Texas’ law does not outline similar procedures to ensure district and county clerks report court orders.
Loophole closed
In 2023, after the Uvalde mass shooting, State Sen. Joan Huffman, R-Houston, authored Senate Bill 728 closing a loophole in the reporting of juveniles with serious mental illness for federal firearm background checks. Huffman’s bill – which followed extensive investigative reporting by the Texas Tribune and ProPublica – made it a law for minors who were court ordered to inpatient mental health treatment to be reported to NICS.
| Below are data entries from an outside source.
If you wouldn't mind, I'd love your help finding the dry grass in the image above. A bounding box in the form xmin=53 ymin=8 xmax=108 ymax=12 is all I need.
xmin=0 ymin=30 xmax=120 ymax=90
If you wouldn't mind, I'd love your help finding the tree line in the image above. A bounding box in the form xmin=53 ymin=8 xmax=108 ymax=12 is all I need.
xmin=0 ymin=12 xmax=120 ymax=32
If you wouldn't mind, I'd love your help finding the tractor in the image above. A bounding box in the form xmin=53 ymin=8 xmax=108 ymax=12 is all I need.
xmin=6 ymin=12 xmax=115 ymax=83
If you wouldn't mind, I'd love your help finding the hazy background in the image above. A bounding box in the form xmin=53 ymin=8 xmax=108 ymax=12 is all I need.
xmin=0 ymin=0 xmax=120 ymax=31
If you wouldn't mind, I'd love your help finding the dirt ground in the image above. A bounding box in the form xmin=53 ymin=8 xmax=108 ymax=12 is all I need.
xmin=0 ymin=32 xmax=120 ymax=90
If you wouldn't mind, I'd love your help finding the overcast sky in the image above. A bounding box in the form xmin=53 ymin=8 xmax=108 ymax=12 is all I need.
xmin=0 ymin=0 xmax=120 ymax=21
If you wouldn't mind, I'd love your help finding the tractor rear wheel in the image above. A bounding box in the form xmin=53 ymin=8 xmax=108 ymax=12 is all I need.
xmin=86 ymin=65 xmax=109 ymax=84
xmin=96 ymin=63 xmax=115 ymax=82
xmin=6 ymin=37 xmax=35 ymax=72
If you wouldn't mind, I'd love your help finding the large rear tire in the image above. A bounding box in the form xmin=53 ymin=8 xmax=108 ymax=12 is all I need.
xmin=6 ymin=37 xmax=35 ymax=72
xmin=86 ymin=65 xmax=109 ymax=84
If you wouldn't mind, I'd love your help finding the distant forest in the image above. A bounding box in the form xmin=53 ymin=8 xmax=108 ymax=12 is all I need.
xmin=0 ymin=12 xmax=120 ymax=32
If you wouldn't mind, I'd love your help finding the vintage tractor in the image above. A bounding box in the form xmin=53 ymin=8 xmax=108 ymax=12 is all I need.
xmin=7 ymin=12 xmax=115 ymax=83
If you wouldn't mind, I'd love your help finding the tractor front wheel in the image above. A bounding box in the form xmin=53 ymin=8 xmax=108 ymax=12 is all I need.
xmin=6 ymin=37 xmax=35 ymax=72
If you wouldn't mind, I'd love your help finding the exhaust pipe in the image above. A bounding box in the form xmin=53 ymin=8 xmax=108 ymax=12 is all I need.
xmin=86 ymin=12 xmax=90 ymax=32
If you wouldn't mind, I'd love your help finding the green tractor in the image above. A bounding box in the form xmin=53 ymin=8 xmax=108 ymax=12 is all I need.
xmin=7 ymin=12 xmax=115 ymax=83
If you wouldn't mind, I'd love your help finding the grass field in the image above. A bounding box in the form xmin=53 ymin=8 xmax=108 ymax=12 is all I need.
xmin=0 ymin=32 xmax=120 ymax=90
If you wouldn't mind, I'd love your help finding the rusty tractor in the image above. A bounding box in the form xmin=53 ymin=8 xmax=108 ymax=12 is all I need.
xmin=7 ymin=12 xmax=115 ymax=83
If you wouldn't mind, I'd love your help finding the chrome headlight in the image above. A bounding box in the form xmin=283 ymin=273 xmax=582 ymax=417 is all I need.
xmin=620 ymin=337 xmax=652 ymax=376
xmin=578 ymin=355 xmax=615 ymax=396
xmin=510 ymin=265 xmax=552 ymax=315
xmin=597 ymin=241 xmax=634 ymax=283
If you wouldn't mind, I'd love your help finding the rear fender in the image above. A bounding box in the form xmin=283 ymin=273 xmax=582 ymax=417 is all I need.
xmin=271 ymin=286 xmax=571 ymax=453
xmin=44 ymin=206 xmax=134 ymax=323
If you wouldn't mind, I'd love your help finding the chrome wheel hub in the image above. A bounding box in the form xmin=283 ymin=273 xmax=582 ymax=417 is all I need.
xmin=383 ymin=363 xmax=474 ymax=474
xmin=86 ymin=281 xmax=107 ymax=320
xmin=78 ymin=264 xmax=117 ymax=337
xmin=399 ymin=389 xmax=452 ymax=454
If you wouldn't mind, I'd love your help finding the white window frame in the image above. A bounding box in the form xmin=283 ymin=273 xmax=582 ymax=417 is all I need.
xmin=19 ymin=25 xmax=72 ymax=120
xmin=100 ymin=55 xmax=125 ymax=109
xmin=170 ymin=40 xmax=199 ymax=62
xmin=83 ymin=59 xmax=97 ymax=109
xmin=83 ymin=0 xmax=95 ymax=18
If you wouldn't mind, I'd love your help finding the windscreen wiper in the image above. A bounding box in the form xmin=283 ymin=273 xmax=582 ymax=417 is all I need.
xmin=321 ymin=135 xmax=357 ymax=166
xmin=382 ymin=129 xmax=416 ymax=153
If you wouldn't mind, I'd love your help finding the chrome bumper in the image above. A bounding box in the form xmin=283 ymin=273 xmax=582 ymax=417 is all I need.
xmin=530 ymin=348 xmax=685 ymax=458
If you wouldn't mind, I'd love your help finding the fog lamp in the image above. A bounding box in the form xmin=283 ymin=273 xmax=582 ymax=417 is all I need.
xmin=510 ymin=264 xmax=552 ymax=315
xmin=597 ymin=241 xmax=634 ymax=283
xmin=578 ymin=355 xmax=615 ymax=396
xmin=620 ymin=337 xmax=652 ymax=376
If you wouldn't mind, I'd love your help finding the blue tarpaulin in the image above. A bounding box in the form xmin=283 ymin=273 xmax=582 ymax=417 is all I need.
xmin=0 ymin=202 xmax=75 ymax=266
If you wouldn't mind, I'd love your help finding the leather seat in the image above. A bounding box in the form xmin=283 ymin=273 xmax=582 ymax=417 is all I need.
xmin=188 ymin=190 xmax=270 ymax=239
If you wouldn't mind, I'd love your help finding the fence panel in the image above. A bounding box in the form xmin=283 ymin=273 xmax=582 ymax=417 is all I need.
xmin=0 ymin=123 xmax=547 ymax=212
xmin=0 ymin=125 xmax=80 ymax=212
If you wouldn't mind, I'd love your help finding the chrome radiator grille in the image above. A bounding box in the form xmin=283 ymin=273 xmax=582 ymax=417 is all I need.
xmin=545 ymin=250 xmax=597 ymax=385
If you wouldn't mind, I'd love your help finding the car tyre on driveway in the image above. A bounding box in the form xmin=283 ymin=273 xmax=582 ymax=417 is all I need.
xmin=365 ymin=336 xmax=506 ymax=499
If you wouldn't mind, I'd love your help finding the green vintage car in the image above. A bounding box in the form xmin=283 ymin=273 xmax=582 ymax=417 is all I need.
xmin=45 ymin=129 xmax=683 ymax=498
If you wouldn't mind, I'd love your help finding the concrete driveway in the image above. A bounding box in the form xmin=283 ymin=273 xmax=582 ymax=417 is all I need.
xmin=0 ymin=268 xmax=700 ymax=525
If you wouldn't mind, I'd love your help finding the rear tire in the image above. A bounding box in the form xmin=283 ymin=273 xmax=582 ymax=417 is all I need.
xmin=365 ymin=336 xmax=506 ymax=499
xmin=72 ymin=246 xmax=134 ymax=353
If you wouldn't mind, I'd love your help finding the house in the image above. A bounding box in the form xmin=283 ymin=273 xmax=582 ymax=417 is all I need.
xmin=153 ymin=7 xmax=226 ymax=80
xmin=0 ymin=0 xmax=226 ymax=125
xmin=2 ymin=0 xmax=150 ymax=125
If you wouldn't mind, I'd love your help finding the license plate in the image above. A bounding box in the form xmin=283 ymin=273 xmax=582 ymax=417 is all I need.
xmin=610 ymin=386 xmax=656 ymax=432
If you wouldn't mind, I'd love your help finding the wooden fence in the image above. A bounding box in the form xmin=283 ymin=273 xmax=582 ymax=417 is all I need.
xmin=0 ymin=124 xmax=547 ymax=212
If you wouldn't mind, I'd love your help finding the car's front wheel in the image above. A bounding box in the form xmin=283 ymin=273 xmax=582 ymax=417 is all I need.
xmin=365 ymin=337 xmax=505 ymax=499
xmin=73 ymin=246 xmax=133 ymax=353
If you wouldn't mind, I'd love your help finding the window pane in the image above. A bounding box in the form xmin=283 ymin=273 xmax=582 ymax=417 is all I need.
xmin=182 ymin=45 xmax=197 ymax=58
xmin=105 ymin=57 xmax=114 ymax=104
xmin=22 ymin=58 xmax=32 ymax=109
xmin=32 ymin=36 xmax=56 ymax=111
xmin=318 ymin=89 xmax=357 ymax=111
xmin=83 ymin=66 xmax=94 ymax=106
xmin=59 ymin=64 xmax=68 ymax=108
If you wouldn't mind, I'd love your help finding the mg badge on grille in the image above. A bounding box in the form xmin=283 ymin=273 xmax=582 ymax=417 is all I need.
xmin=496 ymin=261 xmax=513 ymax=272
“Upon learning of the potential failure of district and county clerks reporting certain information to the Department of Public Safety as required by the bill, I immediately requested that the Office of Court Administration investigate compliance of this law with clerks across the state,” Huffman’s office said in a statement to KXAN. Huffman added her office would “continue to monitor compliance of this law to determine if future legislative action is necessary."
It does not appear any of the failures to report in the audit were juveniles. The State Auditor’s Office confirmed to KXAN that all the individuals counted in the report were adults.
Texas system limits
While Earp said there needs to be quality assurance that district and county clerks follow the law, she also acknowledged the rules only impact certain firearm sales.
For example, she said, private firearm sales don’t require a background check in Texas.
“If you're just a guy, and you want to sell a gun, you're not required to do a background check on the person who you're selling it to,” Earp said.